Update: Could Haggis' Scientology book become a film?
Paul Haggis is known as a great writer and director, and his latest film The Next Three Days (Filmstalker review) is another example of how good he is. However there's a lot more to the man than his film career, for example did you know that for thirty-five years he was a Scientologist? Did you also know that in 2009 he walked out of the group?
While he initially talked about his reasons for leaving the group as his anger over their stance against gay rights, he's been quiet since about the complete story. Now he's finally going to be talking about it in an upcoming article in The New Yorker which is allegedly going to pave the way for a book about his experiences called The Heretic of Hollywood: Paul Haggis vs. The Church of Scientology.
If there's going to be a book by a writer and director of such stature as Paul Haggis, then why wouldn't we see this turned into a film? It could even beat Paul Thomas Anderson's Scientology based film to the fore, a film that seems to have been dropped by Anderson after problems arose that he couldn't overcome.
Well having watched the Panorama programmes, and who wouldn't be shouting and screaming at those guys after that treatment and hounding, and reading various other stories about the group, it's not hard to believe that the reason that Anderson stopped his film was pressure from the Scientology group. If he was researching a film then why wouldn't there be people following, filming and harassing him as there have been the people who have tried to expose and escape the group?
The soon to be released profile of Paul Haggis by writer Lawrence Wright is said to allow him to tell his story of his experiences with Scientology and how he came to leave, and more importantly the book will talk about the reasons he joined, what attracted him there, what kept him there, why he left, and reveal some of the horrifying secrets of Scientology.
The story comes from Gawker through /Film, and so far it's looking like Haggis will tell some in this profile and all in this book that he and Wright are collaborating on that has been hinted at a 2011 release after an agent's catalogue was released inadvertently.

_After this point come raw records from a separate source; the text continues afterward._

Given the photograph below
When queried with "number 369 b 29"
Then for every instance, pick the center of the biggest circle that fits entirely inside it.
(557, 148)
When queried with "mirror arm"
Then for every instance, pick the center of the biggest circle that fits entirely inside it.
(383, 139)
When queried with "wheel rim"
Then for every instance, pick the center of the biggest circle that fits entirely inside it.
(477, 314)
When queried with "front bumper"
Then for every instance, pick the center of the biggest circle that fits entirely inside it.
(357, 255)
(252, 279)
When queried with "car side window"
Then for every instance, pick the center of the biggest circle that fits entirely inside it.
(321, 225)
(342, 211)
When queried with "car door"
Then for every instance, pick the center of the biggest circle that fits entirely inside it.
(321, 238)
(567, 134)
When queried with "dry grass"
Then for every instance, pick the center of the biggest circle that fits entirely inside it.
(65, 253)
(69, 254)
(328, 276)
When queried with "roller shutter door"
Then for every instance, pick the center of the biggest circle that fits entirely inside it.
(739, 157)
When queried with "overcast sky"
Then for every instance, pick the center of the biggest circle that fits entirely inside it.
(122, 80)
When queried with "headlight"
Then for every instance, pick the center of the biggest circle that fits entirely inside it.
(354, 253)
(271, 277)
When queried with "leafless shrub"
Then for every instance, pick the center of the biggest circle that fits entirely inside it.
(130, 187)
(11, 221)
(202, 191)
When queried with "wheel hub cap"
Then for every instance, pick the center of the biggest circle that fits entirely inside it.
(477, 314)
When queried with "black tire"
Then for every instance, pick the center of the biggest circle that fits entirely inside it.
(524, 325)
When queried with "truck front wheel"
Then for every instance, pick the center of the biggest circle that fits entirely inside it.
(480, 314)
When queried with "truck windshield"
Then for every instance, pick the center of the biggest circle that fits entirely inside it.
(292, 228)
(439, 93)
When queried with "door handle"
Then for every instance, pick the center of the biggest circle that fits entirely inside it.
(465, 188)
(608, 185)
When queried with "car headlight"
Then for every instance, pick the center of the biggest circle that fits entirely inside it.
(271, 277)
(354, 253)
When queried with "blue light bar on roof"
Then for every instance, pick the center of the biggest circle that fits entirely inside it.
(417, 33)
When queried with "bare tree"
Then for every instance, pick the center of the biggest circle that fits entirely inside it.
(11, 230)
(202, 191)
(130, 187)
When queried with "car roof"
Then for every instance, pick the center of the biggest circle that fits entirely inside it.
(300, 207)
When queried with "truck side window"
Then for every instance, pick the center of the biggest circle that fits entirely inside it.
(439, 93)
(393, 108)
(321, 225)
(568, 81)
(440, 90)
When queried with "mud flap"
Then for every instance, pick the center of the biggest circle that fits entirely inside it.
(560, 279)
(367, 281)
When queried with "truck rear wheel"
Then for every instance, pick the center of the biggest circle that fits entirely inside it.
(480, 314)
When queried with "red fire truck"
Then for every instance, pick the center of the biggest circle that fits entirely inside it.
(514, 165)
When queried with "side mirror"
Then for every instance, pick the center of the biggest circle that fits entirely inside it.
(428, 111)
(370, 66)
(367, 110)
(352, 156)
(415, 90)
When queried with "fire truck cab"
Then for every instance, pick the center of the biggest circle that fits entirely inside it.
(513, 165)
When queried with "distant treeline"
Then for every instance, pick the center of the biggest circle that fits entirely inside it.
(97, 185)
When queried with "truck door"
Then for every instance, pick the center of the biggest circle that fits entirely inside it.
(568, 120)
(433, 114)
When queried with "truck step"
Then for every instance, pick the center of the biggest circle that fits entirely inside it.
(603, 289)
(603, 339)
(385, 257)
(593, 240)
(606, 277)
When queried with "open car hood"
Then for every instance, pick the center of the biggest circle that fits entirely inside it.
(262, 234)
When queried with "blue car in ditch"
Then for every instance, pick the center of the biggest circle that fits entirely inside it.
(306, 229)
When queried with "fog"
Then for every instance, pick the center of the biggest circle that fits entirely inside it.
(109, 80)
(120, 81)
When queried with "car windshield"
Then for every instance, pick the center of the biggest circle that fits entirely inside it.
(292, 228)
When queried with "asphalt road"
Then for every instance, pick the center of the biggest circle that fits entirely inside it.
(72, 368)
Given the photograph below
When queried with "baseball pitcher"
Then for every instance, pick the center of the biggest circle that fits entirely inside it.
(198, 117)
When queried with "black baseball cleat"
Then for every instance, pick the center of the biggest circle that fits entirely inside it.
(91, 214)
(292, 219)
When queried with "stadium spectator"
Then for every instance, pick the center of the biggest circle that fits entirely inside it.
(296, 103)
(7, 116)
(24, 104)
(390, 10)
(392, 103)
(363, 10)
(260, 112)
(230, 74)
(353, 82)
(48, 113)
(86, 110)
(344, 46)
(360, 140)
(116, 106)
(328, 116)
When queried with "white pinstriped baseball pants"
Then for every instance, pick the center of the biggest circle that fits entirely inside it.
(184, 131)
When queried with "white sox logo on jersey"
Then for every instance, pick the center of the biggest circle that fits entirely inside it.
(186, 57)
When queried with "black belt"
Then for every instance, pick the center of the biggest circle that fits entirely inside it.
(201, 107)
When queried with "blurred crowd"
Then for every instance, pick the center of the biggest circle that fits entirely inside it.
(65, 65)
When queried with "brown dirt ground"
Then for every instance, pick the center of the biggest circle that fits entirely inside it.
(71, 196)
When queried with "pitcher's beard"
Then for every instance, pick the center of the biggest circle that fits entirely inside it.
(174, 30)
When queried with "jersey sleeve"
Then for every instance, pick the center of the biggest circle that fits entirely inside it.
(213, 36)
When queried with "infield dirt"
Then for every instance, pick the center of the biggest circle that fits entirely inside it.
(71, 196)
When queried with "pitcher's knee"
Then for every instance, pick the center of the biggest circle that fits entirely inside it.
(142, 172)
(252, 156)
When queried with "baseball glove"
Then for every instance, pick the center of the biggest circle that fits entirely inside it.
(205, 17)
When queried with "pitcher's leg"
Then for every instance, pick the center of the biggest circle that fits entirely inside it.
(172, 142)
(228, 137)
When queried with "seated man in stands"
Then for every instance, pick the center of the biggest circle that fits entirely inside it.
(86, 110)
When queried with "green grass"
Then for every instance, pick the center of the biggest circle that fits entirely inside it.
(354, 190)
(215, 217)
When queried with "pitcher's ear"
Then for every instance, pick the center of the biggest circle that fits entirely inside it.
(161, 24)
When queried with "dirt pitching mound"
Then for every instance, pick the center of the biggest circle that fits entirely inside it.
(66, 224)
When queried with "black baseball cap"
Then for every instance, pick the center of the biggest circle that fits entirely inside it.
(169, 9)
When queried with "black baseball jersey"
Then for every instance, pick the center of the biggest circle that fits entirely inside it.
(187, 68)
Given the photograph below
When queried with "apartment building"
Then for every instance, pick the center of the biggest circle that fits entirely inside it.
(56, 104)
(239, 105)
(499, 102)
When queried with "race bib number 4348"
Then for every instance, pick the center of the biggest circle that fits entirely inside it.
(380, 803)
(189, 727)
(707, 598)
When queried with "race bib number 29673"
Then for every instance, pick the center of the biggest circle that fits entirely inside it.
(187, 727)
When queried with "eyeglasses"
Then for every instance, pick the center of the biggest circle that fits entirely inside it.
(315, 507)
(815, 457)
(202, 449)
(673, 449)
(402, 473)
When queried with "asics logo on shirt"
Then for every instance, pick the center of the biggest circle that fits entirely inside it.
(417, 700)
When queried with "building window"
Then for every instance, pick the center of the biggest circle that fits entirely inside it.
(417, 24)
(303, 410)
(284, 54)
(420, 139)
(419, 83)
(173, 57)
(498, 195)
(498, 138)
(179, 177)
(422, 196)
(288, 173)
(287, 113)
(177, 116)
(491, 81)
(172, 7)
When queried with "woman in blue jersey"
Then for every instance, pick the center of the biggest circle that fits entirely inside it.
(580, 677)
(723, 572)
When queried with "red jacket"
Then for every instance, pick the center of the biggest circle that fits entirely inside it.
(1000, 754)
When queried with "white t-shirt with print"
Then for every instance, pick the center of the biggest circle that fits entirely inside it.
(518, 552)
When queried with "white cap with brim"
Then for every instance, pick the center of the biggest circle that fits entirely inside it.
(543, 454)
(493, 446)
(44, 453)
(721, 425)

They have the blurb on the story, here are a few salient paragraphs:
The Academy Award winning writer and director, Paul Haggis (Million Dollar Baby, Crash), spent three decades in the Church of Scientology. Haggis was one of the church’s Hollywood trophies, along with Tom Cruise and John Travolta, whose paths cross with Haggis’s. His resignation from the church in August of 2009 was a crushing disappointment to the organization. This is the first time Haggis has spoken about his experience.
The roots of Scientology are explored in this book, particularly the life of its eccentric founder, L. Ron Hubbard, whose flashes of brilliance and insanity are woven into the fabric of this elaborate belief system. Through Haggis’s eyes, we discover the appeal of Scientology, especially to talented and ambitious members of the entertainment industry. Haggis conducted a personal investigation of the church, in which he was told about the wanton physical abuse on the part of its current leader, David Miscavige, of senior members of the organization. He was told that young volunteers in the Scientology clergy, called the Sea Org, are subjected to conditions approaching slavery or imprisonment, and that many female members have been forced to have abortions.
The book is promising to be "the most profound reckoning to date" for Scientology, and it would be huge if it did reveal all, not about Haggis' story, but about the group behind Scientology. Of course it would probably pave the way for a lot more people to leave the organisation that want to leave, especially that huge more than surprising list of celebrities that belong to the group.
Gawker highlight the story of Paulette Cooper, author of The Scandal of Scientology, who apparently was befriended by someone who spent some time trying to drive her to suicide, a person that turned out to be a member of the group. They also have the story on Paul Haggis leaving Scientology.
There's certainly going to be a lot of pressure on Haggis and Wright to not complete this book and there will be a lot of information coming out about it thereafter, but the real question here is will it make it to a film?
Certainly Anderson's attempt at a film about Scientology didn't work out, so could Haggis pull it off and would he want to? I suspect not. After all this will be his own personal story as well as a factual expose of the organisation, what could be successfully made into a film?
For a film version we'd need to concentrate on a main character, pulling a story that carries all the elements of a dramatic film, and that to me either means it's Haggis himself or the leader of the organisation. Personally I don't think Paul Haggis would want to be the centre of the film and there's going to be so much pressure from the organisation that we won't see a film made of the leader until he's long gong from the role.
The closest I've come to seeing something has been The Mentalist episode which fictionalised everything in it but kept it scarily close to the truth.
For now we'll have to sit with the book from Lawrence Wright and Paul Haggis, if it ever does get released. However above all, I hope that Haggis continues to have the drive and time to deliver films and stories of the quality that he has. If you haven't seen The Next Three Days (Filmstalker review), then you should.
Update: The Hollywood Reporter has an update that carries statements from both Wright and Haggis to make it very clear that although Haggis has given Wright information to write the article and will expand on that information for the book, he will not be collaborating with him on it. That means he won't be involved in the writing of the book or financial deal involving it what so ever.
If he has no collaborative interest in the book then the chances are that he probably won't be that interested in making a film in it either, although that's not been ruled out, however it is a huge leap to make. Still, it's always good to see a secretive cult exposed.